Senstive Data and AI

ChatGPT v API

The online ChatGPT app (both the free and paid Pro versions) are used by OpenAI to train their AI models. Sensitive data, including customer information, should never be entered into ChatGPT.

AI BUSINESS SOLUTIONS do not use ChatGPT. All our solutions access OpenAI through its API (a programming interface that queries the AI directly), which is never used to train its AI.

Offline AI Advances

Investing in a proprietary Large Language Model (LLM) is an option for organisations with considerable budgets, offering a completely secure offline operation.

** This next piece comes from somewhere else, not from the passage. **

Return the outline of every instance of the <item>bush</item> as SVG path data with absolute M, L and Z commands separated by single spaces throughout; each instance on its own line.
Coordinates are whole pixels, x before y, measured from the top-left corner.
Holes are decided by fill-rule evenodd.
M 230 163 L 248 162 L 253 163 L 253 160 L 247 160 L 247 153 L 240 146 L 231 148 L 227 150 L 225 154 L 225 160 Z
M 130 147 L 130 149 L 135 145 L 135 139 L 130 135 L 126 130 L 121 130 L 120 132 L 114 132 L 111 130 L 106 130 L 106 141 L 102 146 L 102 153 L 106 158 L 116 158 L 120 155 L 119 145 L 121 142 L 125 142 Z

However, the significant costs, coupled with the need for vast computational power and the potential for lengthy response times, make it less viable for most businesses as of July 2023. Therefore, utilising accessible AI platforms like OpenAI still remains the preferred approach for the majority of organisations.

OpenAI and Data Privacy

See: https://openai.com/api-data-privacy

Data submitted through the OpenAI API after Mar 1, 2023 (unless explicitly opted in), including questions, answers and file uploads, are not used to train the OpenAI models. Data is kept for 30 days for abuse monitoring but can only be accessed if an abuse case is initiated.

Zero Data Retention

OpenAI recognises that passing sensitive data is a worry for clients and have released the following information:

"We recognize that API customers may handle sensitive information, including customer data, which is subject to data protection regulations. You can request zero data retention (ZDR) for eligible endpoints, and may be asked to meet additional requirements. When ZDR is approved, inputs and outputs will not be stored but may still be run through our safety classifiers.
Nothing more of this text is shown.